Nastał już wieczór. Niebo było nieskazitelnie czyste. Tak czyste że bez problemu można było zobaczyć piękne gwiazdy. Boka z Rose do tej pory błądzili po ciemnych uliczkach, głodni i zmęczeni. Stojąca ledwo na swoich nogach Rose szła powoli mając nadzieję, że gdzieś niedaleko będzie jej brat.
-Rose... Późno już. Widać, że spać ci się bardzo chce i nie masz sił by dalej iść. Lepiej będzie jak odprowadzę Cię do domu i dokończymy poszukiwania jutro
- Nie Boka - odparła ospale - Musimy ich znaleźć dziś. Im szybciej tym lepiej...
- Ale przeszliśmy cały Budapeszt i śladu po nich nie ma. Gdzie masz zamiar ich jeszcze szukać
- Park...
- Który niby. Tu jest ogrom parków
- Városmajor. O ile mnie pamięć nie myli to tamtych okolic nie przeszukaliśmy - ziewnęła
- Chcesz teraz iść taki kawał drogi?
- Dla chcącego nic trudnego
- Tylko mi nie nudź, że cię nogi bolą
- Nie będę. Obiecuje
Rose dostała napływu energii. Otrząsnęła się i prawie biegnąc, szła w kierunku Parku Városmajor. Bokę bardzo fascynował jak i poniekąd przerażał fakt jak Rose jest zmienna. Była przed chwilą półprzytomna a teraz pełna życia. Bał się, że jej decyzje i słowa też są tak zmienne, chociaż do tej pory nic takiego mu się nie przytrafiło. Nie rozmyślając dalej, pobiegł za Rose, która zaczęła już biec. Park był świeżo wyremontowany i niedługo ponownie i już oficjalnie otwarty ale przedpremierowo też można było tu wejść. Lampy nie były zapalone przez co ledwo można było coś zobaczyć. Każdy szelest przyprawiał Rose o dreszcze.

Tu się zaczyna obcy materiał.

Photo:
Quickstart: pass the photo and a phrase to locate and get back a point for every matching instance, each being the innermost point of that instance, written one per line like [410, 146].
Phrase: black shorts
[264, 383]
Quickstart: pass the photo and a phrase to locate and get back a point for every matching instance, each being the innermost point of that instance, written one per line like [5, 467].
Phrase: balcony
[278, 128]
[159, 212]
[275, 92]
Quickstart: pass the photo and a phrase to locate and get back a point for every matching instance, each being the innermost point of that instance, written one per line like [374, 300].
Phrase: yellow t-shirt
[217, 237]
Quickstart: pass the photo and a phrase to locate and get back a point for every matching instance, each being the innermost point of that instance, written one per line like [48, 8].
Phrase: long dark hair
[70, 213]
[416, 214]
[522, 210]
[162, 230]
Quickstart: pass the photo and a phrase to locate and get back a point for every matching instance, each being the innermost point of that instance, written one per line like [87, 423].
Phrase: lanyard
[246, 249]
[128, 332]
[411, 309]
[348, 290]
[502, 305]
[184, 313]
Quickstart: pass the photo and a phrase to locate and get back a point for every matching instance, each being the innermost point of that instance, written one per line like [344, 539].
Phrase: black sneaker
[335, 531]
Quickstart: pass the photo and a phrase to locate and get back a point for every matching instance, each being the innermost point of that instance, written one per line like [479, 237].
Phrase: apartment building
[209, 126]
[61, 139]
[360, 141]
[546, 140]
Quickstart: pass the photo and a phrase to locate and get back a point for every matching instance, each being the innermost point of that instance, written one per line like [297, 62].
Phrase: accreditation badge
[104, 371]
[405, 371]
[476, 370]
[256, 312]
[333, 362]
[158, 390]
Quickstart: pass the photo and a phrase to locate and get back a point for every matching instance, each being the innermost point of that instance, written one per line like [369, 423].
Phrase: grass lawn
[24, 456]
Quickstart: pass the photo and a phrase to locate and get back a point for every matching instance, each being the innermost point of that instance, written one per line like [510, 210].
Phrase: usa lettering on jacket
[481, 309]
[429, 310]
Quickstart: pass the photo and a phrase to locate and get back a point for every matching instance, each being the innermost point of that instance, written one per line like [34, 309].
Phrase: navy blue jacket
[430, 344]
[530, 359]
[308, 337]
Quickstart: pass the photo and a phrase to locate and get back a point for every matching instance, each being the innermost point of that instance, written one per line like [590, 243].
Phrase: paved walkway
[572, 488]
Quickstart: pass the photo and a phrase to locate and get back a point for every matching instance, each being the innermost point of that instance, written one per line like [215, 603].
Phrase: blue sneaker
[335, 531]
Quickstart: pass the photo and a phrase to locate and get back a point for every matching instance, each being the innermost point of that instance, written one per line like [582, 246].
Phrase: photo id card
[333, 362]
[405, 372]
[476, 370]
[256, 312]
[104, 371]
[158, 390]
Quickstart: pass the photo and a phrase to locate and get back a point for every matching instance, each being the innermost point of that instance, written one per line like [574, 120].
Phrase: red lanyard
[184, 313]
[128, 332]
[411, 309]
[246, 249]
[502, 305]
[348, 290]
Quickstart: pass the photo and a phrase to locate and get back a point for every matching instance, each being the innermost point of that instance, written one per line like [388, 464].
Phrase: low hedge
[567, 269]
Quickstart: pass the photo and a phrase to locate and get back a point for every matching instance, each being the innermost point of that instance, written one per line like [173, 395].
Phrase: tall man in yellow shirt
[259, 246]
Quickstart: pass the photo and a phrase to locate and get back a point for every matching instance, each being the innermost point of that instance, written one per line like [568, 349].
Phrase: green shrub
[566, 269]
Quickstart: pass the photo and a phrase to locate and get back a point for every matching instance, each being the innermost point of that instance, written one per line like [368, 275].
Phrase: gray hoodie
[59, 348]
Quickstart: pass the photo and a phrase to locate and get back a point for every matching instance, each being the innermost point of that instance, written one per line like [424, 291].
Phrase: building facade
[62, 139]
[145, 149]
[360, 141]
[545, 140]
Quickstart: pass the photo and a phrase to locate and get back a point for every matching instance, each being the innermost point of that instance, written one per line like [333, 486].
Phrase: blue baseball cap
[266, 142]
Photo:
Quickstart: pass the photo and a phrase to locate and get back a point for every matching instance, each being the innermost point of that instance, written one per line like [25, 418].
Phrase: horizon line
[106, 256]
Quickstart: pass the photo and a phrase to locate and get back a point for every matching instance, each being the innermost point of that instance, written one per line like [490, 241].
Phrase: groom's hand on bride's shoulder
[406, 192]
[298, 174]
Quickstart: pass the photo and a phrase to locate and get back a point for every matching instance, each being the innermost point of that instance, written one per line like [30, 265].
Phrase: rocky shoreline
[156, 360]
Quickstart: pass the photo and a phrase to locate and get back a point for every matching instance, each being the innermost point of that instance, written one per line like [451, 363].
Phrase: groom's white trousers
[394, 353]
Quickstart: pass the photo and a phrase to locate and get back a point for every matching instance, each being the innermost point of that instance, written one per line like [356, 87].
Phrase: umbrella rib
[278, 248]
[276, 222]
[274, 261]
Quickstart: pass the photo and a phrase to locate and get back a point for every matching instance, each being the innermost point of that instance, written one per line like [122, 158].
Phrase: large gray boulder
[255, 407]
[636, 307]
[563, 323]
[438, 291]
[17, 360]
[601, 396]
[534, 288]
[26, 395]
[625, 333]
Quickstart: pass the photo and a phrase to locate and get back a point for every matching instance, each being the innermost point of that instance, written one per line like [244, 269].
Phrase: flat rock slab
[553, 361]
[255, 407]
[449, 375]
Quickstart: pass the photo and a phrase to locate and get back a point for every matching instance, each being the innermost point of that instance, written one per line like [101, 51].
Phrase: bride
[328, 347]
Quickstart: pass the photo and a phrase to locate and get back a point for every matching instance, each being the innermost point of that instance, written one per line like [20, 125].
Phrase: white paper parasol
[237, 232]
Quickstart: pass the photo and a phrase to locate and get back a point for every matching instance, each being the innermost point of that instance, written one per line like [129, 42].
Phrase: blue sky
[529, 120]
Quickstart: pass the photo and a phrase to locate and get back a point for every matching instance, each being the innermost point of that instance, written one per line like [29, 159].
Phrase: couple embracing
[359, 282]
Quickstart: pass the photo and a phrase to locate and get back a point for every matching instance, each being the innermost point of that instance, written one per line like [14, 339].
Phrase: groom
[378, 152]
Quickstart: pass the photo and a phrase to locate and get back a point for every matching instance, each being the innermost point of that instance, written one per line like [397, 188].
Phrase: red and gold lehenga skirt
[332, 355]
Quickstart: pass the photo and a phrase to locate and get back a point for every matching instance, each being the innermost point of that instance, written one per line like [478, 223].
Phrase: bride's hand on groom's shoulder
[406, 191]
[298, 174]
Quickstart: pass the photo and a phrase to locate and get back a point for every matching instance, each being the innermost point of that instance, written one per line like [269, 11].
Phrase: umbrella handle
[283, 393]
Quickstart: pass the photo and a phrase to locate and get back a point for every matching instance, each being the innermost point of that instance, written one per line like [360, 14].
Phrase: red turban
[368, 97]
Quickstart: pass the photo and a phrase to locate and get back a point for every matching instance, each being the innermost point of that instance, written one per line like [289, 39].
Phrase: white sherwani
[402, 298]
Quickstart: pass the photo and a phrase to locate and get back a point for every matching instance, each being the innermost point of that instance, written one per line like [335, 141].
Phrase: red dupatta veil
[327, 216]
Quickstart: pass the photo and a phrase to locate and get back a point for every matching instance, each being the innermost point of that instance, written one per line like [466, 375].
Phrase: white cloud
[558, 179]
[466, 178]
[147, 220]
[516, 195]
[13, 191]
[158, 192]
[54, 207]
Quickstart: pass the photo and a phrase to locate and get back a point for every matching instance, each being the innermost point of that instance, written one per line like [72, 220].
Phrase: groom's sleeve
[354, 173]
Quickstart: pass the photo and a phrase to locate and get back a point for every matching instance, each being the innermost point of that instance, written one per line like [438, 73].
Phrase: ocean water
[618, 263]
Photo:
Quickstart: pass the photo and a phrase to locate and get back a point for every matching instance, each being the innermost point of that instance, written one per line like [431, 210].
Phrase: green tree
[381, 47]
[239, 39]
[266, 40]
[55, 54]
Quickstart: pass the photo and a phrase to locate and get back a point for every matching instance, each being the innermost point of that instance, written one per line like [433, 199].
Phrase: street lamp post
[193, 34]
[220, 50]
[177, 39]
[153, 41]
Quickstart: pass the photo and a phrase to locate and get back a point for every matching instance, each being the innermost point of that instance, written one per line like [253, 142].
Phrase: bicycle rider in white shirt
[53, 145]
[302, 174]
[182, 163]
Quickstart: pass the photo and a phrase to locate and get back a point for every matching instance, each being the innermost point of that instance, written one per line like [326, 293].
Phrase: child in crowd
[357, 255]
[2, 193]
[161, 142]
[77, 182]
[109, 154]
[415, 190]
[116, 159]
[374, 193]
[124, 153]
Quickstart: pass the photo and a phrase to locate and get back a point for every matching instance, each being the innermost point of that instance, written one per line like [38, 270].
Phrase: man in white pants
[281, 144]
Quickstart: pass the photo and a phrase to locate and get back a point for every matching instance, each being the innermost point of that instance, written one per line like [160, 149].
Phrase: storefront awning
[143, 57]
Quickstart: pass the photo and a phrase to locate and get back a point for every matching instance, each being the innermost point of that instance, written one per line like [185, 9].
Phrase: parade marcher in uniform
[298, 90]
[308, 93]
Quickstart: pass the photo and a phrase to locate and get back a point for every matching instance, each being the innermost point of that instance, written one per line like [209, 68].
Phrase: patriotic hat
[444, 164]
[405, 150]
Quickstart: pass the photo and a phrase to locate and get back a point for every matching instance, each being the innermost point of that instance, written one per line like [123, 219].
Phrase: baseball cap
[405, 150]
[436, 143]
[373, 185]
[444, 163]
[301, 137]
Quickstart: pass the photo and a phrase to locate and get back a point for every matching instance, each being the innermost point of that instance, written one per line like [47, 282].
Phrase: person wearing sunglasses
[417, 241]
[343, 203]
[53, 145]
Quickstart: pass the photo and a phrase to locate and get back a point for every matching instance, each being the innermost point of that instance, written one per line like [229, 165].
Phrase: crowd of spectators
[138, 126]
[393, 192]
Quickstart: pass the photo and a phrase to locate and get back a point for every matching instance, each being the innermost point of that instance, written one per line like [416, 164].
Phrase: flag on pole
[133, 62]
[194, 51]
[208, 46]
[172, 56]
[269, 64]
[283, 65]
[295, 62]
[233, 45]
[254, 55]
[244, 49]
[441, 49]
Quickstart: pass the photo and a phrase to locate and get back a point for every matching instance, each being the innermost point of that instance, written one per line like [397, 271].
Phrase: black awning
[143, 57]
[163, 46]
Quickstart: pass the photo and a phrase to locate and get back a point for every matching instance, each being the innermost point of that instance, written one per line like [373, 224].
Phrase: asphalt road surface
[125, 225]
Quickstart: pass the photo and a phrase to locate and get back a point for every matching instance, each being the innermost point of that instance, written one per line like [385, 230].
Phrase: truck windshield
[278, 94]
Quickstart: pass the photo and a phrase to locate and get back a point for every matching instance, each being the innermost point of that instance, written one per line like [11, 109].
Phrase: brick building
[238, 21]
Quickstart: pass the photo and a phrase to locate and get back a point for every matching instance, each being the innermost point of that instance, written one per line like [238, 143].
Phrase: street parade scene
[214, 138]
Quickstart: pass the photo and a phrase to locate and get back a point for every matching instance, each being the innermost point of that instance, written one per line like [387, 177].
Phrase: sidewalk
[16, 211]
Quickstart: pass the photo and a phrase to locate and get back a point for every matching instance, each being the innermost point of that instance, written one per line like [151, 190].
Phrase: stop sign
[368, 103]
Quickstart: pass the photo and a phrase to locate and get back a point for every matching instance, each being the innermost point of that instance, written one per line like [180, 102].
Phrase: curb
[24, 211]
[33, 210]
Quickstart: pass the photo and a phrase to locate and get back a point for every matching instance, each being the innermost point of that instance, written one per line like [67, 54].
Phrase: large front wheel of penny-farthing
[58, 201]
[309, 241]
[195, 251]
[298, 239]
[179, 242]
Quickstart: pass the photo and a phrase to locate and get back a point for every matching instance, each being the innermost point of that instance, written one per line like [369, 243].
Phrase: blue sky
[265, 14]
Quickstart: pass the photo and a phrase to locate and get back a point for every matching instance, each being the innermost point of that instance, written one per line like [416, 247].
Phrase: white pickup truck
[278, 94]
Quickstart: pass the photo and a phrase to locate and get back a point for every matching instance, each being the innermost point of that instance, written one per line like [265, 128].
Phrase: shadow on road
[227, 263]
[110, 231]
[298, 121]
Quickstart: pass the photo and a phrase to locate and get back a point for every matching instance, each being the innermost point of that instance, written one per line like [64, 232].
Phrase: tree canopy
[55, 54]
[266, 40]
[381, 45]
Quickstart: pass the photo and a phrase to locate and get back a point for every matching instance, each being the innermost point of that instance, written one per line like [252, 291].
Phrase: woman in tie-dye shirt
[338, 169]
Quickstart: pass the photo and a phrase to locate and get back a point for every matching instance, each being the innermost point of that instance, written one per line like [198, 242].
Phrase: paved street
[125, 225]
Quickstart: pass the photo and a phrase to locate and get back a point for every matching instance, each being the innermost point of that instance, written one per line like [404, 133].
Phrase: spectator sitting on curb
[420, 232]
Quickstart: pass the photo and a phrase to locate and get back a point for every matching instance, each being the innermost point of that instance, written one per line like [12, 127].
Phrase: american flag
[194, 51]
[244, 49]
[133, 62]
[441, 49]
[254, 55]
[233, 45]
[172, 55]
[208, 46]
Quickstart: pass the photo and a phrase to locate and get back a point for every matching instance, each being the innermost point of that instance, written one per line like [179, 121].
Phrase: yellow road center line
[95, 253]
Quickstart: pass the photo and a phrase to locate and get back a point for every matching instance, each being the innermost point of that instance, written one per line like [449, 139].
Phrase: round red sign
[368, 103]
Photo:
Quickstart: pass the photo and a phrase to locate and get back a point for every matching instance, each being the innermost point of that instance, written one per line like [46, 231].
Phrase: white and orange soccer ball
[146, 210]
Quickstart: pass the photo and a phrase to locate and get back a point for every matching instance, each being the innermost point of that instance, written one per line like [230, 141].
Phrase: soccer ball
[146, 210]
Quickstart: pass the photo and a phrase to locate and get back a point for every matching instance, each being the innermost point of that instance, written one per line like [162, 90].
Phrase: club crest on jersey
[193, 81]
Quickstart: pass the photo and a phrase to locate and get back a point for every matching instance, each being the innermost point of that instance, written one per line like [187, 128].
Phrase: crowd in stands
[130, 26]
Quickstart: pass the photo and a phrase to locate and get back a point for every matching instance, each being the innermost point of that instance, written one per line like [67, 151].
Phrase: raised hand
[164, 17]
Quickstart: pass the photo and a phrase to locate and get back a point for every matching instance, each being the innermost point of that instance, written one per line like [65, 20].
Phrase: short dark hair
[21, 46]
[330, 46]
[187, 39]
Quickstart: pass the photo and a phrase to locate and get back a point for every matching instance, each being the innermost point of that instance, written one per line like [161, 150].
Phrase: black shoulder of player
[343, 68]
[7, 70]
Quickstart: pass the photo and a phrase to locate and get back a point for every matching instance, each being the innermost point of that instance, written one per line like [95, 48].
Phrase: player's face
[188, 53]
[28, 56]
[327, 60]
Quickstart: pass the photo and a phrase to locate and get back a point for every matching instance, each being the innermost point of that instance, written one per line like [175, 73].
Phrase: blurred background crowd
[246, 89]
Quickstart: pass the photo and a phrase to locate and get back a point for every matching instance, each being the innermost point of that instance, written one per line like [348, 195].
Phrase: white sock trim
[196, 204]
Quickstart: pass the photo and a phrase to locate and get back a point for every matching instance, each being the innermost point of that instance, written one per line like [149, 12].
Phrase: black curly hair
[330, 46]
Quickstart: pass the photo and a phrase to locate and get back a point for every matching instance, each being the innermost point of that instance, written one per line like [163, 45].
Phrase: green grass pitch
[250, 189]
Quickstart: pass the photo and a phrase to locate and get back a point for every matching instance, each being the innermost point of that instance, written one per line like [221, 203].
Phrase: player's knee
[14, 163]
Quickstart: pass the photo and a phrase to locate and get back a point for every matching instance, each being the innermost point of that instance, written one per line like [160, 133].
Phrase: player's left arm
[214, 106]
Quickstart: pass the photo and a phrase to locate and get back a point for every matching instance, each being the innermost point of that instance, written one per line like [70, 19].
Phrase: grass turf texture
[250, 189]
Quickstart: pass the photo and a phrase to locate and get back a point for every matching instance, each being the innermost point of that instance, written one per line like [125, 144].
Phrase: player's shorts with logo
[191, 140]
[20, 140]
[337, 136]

Nie mogła teraz zrezygnować. Co prawda czekały ją godzinne poszukiwania ale gdyby zrezygnowała zdenerwowałaby tym Bokę i może nawet naraziła tym życie Staszka. Szła powoli przed siebie rozglądając się dokładnie. Nagle poczuła, że ktoś ją złapał za rękę. Dziewczyna omal zawału nie dostała.
- Tsii... Spokojnie. To tylko ja
- Boże! Ja prawie jedną nogą na drugim świecie przez ciebie byłam!
- Ciszej...Nie krzycz. No to teraz co? Rozdzielamy się?
- Ymm... Może lepiej nie - Rose zacisnęła mocniej rękę, za którą trzymał ją Boka
- Pani Generał się boi? - zaśmiał się
- Ostatnimi czasy coś za bardzo Ci do śmiechu. Nie boję się... po prostu nie chce się rozdzielać
- No niech Ci będzie. To dokąd teraz?
- Obejdźmy na około park. Zazwyczaj rozpalają ognisko. Przez światło łatwo ich znajdziemy
- No to prowadź
Oboje zaczęli się przedzierać przez ciemny Park. Rose szła jak zwykle przodem za sobą ciągnąć Boke, który ledwo co w tych ciemnościach widział.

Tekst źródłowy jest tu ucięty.